Much path to citizen
Despite their success, it would be decades before the Watumull brothers – Jhamandas and Gobindram – received US citizenship. Their early years in the country were marred by discrimination and difficult immigration laws, the Hawaii Business Magazine wrote.
In 1922, Gobindram married Ellen Jensen, an American, whose membership was stripped under the Cable Act for marrying an refugee who was not available for US citizen. In 1931, Jensen would later work with the League of Women Voters to overhaul the laws and reclaim membership.
In 1946, Gobindram had become a citizen when a law allowing Indians to get citizens through naturalization was passed.
His nephew Jhamandas, however, continued to cut many of his day between India and Hawaii.
During India’s 1947 partition, the Watumull family moved from Sindh to Bombay ( now Mumbai ), leaving much of their property behind, SAADA says.
Gulab, Jhamandas ‘ child, finally arrived in Hawaii to work for the family business and serve as its head.
The sons split the company in 1955, with Jhamandas and Gulab keeping control of the wholesale division while Gobindram’s home took control of the real estate division.

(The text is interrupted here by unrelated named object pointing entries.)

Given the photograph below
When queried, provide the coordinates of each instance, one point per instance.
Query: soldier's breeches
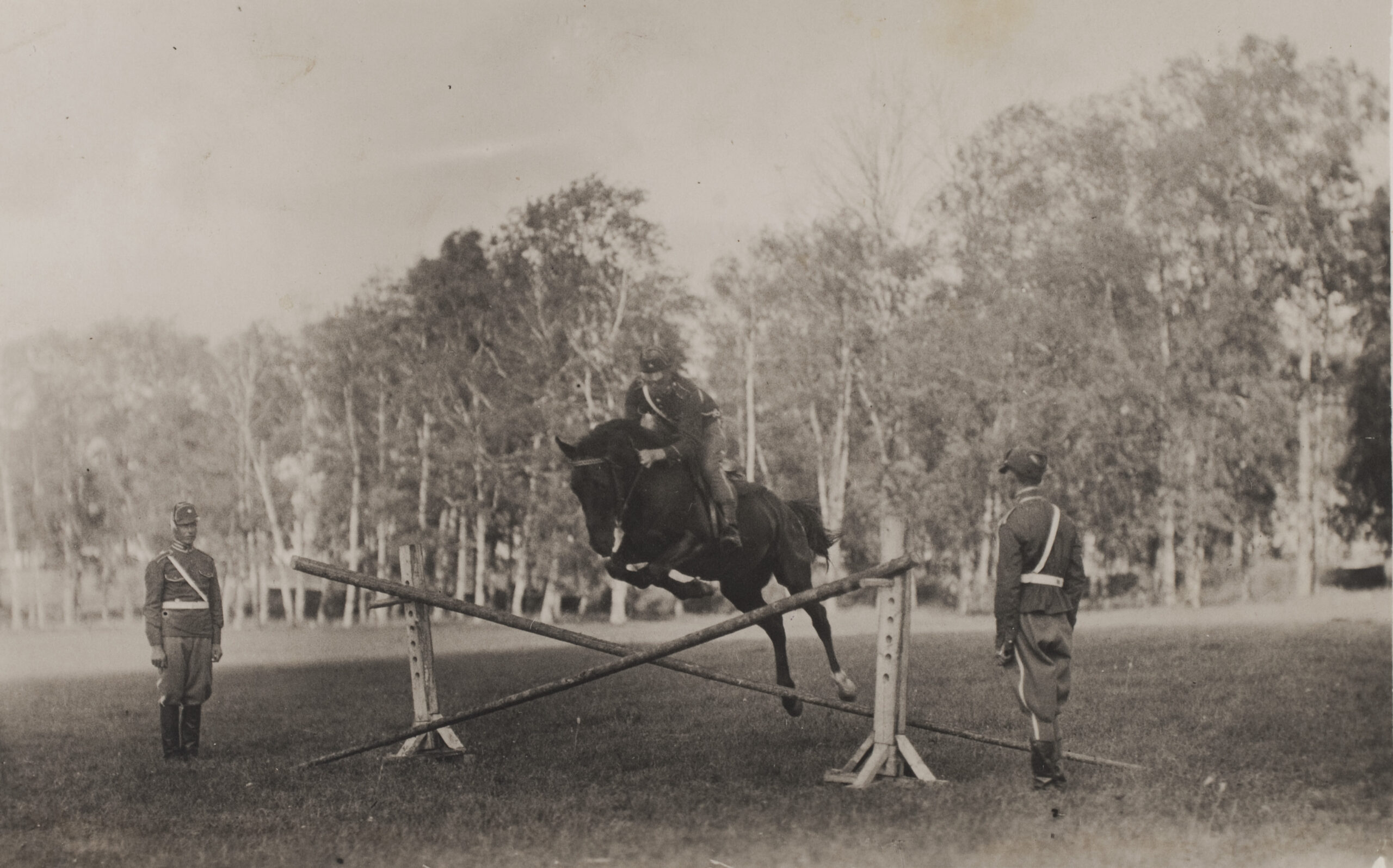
(1041, 670)
(712, 464)
(187, 678)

Jhamandas entirely relocated to Hawaii in 1956, a few years after the passing of his family and one of their children, and immigrated to the US in 1961.
India connect
The community has continued to care about India’s future and its citizens over time. In Making it in America, Elliot Robert Barkan writes that Gobindram frequently traveled to Washington to help the country’s cause for self-reliance. He was a key member of the Committee for India’s Liberty.
Gobindram’s residence in Los Angeles was” a Mecca for individuals concerned with Indian freedom”, Sachindra Nath Pradhan information in the book India in the United States.
In 1946, Dr. S. Radhakrishnan, who afterwards became India’s leader, gave a series of lectures at American universities under the auspices of The Watumull Foundation.
Gobindram’s wife Ellen was instrumental in bringing an international parenthood conference to Delhi in 1959, leading to the establishment of the country’s first birth control clinics.
The family’s philanthropic activities include funding for Hawaii and India’s academic institutions, endowments for Honolulu-based art programs, and promoting Indian-Hawaiian change.
Many of the children of the Watumull boys are employed in and around Hawaii.
In the past few years, as the family business shifted focus to real estate, the last Watumull retail store closed in 2020. The company thanked its customers “for years of good business and good memories”.
Watumull Properties purchased a 19,045 sq m (205,000 sq ft) marketplace in Hawaii last year. JD Watumull, the president of the company, said, “The Hawaiian Islands continue to be our family’s focus today and in the future.”